Sanem Dikmen’in patronu olduğu ETF Tekstil’de de çoğu kadın olan birçok işçi tazminatları ve diğer hakları için günlerdir fabrika, Sanem Dikmen’in evi ve fabrikayla bağlantılı diğer yerlerde direnişlerini devam ettiriyorlar. Buna karşı Sanem Dikmen, tam da kendi sermaye sınıfına yakışır bir biçimde davranarak işçilerin haklarını vermeyeceğini ilan ettiği gibi, direniş pankartına dahi tahammül edemiyor.

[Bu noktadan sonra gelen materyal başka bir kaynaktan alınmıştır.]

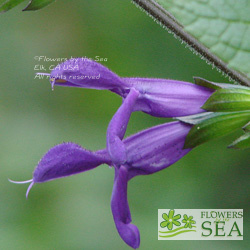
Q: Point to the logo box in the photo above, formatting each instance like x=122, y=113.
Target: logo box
x=200, y=224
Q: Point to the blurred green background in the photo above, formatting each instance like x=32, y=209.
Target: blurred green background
x=74, y=213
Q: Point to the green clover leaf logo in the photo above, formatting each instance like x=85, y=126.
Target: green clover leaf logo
x=188, y=221
x=170, y=219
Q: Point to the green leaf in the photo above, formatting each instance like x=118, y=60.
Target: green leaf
x=213, y=125
x=242, y=142
x=37, y=4
x=215, y=85
x=234, y=99
x=7, y=5
x=222, y=26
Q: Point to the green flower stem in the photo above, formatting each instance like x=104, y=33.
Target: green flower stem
x=167, y=20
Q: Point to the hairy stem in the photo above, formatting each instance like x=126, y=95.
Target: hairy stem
x=169, y=22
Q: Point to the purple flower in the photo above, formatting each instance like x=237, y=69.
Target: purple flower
x=146, y=152
x=157, y=97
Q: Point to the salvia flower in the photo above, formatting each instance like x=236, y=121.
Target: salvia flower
x=147, y=152
x=157, y=97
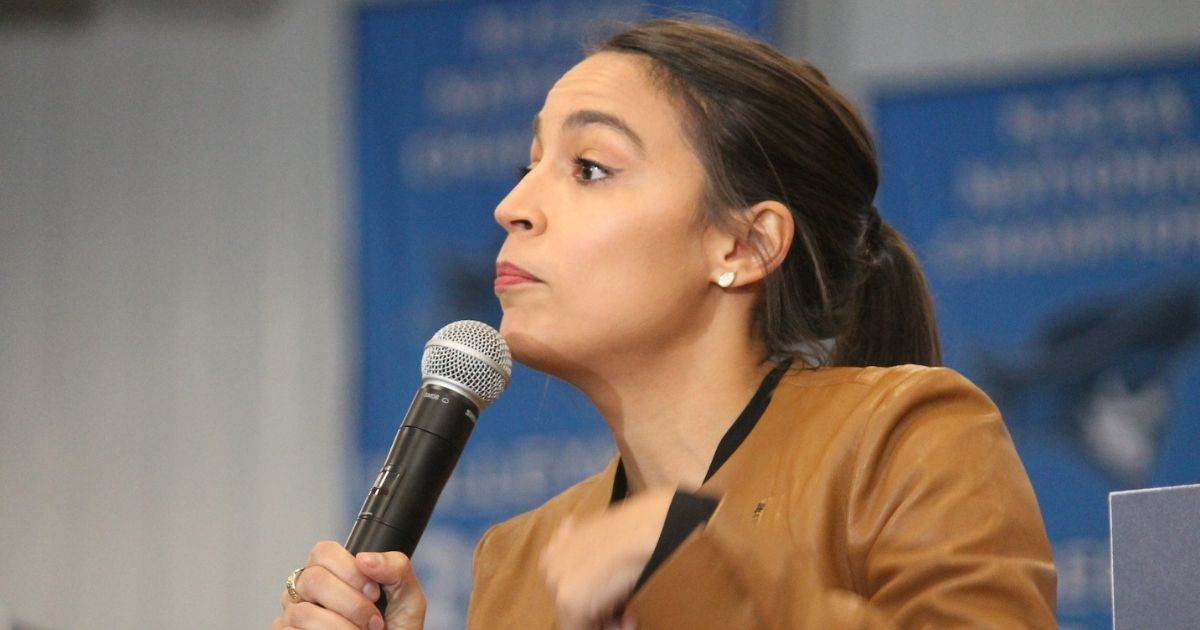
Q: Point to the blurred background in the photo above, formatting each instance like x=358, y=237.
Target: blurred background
x=199, y=357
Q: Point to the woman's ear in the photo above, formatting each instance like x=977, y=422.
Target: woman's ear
x=755, y=247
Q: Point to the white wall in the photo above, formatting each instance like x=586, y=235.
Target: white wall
x=173, y=317
x=175, y=327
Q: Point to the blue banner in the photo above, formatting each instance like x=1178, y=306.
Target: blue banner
x=445, y=94
x=1059, y=220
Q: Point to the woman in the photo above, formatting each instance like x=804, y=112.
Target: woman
x=695, y=231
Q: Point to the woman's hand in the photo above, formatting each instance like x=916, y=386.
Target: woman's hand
x=340, y=591
x=591, y=567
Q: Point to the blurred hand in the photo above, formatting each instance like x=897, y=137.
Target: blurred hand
x=340, y=592
x=591, y=565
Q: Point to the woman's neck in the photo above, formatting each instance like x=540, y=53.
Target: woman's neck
x=667, y=413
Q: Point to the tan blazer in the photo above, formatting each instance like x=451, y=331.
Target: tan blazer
x=863, y=498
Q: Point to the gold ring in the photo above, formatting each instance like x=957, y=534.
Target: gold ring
x=292, y=586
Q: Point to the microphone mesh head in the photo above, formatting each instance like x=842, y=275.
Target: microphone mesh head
x=472, y=355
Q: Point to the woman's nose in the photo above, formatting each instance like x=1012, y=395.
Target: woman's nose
x=520, y=211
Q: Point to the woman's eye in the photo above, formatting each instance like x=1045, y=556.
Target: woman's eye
x=589, y=171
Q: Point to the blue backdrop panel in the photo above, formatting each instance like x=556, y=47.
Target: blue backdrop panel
x=1059, y=219
x=445, y=94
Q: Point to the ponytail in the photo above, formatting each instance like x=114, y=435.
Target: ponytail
x=849, y=292
x=893, y=321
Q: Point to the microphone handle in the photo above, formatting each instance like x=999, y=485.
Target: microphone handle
x=421, y=459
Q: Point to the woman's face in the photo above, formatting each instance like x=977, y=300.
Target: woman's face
x=605, y=250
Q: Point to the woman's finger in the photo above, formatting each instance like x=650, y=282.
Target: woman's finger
x=406, y=598
x=319, y=586
x=309, y=616
x=340, y=562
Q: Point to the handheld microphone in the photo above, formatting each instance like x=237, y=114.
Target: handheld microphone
x=465, y=367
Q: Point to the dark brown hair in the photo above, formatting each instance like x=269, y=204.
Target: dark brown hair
x=768, y=127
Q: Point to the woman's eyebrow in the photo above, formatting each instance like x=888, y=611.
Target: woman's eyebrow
x=583, y=118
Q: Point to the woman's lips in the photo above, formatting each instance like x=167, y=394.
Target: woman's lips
x=510, y=275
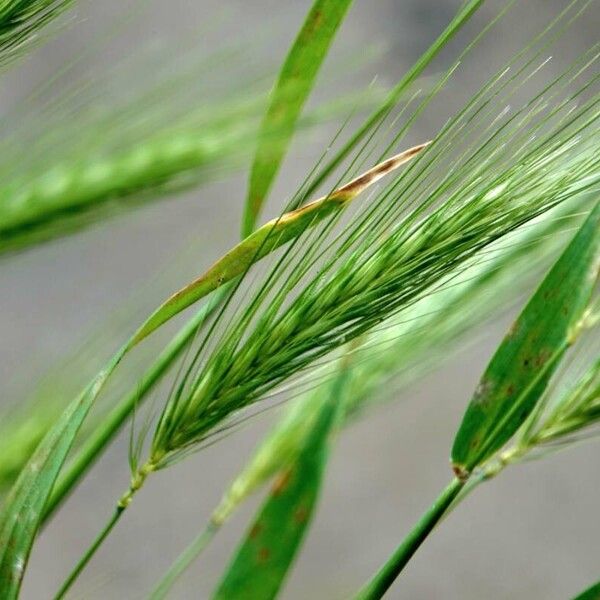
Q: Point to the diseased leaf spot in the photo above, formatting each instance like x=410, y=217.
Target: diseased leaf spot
x=255, y=531
x=282, y=482
x=301, y=514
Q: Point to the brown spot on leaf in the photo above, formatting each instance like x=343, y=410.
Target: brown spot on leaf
x=282, y=482
x=301, y=514
x=264, y=554
x=255, y=531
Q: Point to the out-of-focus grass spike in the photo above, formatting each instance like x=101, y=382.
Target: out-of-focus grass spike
x=21, y=22
x=427, y=335
x=268, y=238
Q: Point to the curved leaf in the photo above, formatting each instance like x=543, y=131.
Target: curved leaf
x=24, y=507
x=26, y=503
x=268, y=238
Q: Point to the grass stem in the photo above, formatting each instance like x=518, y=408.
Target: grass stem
x=386, y=576
x=187, y=557
x=85, y=559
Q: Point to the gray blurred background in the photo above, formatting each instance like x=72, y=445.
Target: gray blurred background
x=532, y=533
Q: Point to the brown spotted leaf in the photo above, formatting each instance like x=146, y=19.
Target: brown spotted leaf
x=523, y=364
x=266, y=554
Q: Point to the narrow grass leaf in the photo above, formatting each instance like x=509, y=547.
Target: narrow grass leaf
x=268, y=238
x=523, y=364
x=296, y=80
x=24, y=507
x=269, y=548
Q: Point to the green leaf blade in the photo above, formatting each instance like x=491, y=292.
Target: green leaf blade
x=523, y=364
x=295, y=82
x=264, y=558
x=268, y=238
x=23, y=511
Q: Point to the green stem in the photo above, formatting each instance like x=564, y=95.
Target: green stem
x=184, y=560
x=137, y=481
x=386, y=576
x=85, y=559
x=110, y=426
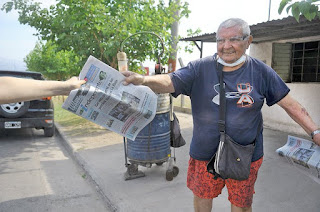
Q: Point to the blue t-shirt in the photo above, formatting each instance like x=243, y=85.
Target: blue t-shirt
x=246, y=89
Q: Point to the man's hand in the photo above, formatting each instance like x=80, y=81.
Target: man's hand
x=316, y=139
x=133, y=78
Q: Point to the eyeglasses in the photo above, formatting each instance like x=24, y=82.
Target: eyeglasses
x=233, y=40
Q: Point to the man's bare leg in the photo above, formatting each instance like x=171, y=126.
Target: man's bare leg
x=202, y=205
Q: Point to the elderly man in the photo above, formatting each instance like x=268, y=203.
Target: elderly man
x=17, y=89
x=248, y=82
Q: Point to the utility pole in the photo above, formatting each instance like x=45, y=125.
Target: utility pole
x=174, y=36
x=269, y=10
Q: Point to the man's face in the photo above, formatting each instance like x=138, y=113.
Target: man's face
x=231, y=44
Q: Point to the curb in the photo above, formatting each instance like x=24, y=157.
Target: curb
x=90, y=175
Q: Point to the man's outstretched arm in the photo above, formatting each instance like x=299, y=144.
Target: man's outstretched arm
x=14, y=89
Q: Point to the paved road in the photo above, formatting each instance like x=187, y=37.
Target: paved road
x=37, y=174
x=280, y=186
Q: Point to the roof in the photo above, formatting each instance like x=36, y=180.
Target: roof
x=282, y=29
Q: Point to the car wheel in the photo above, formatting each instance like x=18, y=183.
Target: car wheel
x=14, y=110
x=49, y=131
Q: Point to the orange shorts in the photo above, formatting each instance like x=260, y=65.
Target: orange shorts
x=202, y=184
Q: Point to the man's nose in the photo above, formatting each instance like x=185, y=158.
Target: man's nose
x=227, y=44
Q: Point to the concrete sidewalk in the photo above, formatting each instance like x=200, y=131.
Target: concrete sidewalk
x=280, y=186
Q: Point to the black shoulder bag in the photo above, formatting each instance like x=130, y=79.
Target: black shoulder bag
x=231, y=160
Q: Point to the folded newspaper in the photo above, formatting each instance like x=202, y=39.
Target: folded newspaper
x=303, y=154
x=105, y=101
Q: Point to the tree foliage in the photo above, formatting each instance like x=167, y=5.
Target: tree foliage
x=97, y=27
x=52, y=63
x=308, y=8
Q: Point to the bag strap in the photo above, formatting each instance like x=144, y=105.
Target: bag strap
x=222, y=100
x=223, y=104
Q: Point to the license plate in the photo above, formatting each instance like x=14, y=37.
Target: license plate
x=12, y=124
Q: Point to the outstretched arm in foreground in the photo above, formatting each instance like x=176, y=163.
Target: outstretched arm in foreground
x=16, y=89
x=300, y=115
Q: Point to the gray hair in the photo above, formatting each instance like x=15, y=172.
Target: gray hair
x=235, y=22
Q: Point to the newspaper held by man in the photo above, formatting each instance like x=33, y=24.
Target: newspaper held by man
x=303, y=154
x=105, y=101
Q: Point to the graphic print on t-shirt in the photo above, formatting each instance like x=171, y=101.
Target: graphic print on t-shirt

Tüm diğer asalak patronlar gibi direnişi ezmek için emrine hazır sermaye devletinin polis-jandarma kuvvetlerini devreye sokarak saldırılarına pervasızca devam ediyor.
İşçilerin üye oldukları sendikayı değiştirip başka bir sendikaya geçmek istedikleri Serel’de ise, işçiler Serel kapitalisti Gaye Akçen tarafından hukuksuzca işten atıldıkları için direnişe geçtiler.
Yine geçtiğimiz aylarda Farplas’da düşük ücretlere karşı insanca yaşanacak bir ücret ve sendikal örgütlülük hakkı için direnen işçiler, kadın patronun işten atma saldırısıyla karşılaştılar.
Özellikle de çoğunluğu kadın olan ETF ve Farplas direnişleri ve kadın sermayedarların bu direnişlerde oynadığı rol düşünüldüğünde kimi feminist ya da kadın sorunu konusunda çarpık bir anlayışa sahip olan çevrelerin ifade ettikleri gibi bir ‘kız kardeşlik’ durumu olmadığı gibi, kadın-erkek fark etmeksizin tüm sermayedarların kendi sömürü çarklarını döndürmek için nasıl azgınca saldırılara başvurduklarını bir kez daha göstermektedir.
TİP milletvekili Serra Kadıgil’in sermaye sözcülerinden Meral Akşener hakkında yaptığı ‘kız kardeşlik’ vurgusu ve bu söylemin ETF direnişinin yaşandığı bir dönemde sarf edilmesi ise konuya dair başka bir çarpıcı örnektir. İşçi sınıfını temsil ettiğini iddia eden bir partinin milletvekilinin, temsil ettiği sınıfın sesini, grev ve direnişleri bulunduğu her alana, katıldığı her programa taşıması gerekirken, bir düzen partisinin başkanına övgü düzmesi temsil ettiğini iddia ettiği işçi sınıfına yabancılaşmanın bir örneği olduğu gibi, kadın sorununa bakıştaki çarpıklığın da bir yansımasıdır.
Cinsiyet gözetmeksizin bir bütün olarak sermaye sınıfı kendi sömürü sisteminin devamlılığı için işçi ve emekçileri düşük ücret, kölece yaşama ve çalışma koşulları altında sömürdüğü bugün, sorun hiç de ‘kadınların kardeşliği’ değil kadın ve erkeğiyle işçi sınıfının bir bütün olarak kan emici asalak patronlara karşı vermesi gereken mücadele sorunudur.
Güya kadın sorununa karşı duyarlı olduklarını söyleyip türlü reklamlarla kadın cinayetlerine ve şiddete vurgu yapan ikiyüzlü sermayedarlar, fabrikalarda kadın işçileri sömürdükleri gibi kendi saltanatları için kadınlar üzerinde uygulanan gerici politikalar konusunda da AKP iktidarının bizzat ortağıdırlar.
Sonuç olarak, bu sömürü ve zulüm düzeninde iki kat daha fazla ezilen işçi ve emekçi kadınları sermaye ve onun sözcüleriyle ‘kardeşlik’ söylemleriyle ‘barıştırma’ hevesi sınıfsız, sömürüsüz bir dünya görüşünden uzak olmanın yanı sıra insanca çalışma koşulları için aylarca tüm zor koşullara rağmen direnen kadın işçilerin mücadelesini yok saymaktan öteye geçmez.
Soruna sömürülen ve ezilenlerin kapitalistlere karşı vermesi gereken eşit, özgür, sınıfsız ve sömürüsüz bir dünya mücadelesi çerçevesinde bakılmadığı müddetçe işçi ve emekçi kadınların kurtuluşundan söz etmek de mümkün olmayacaktır.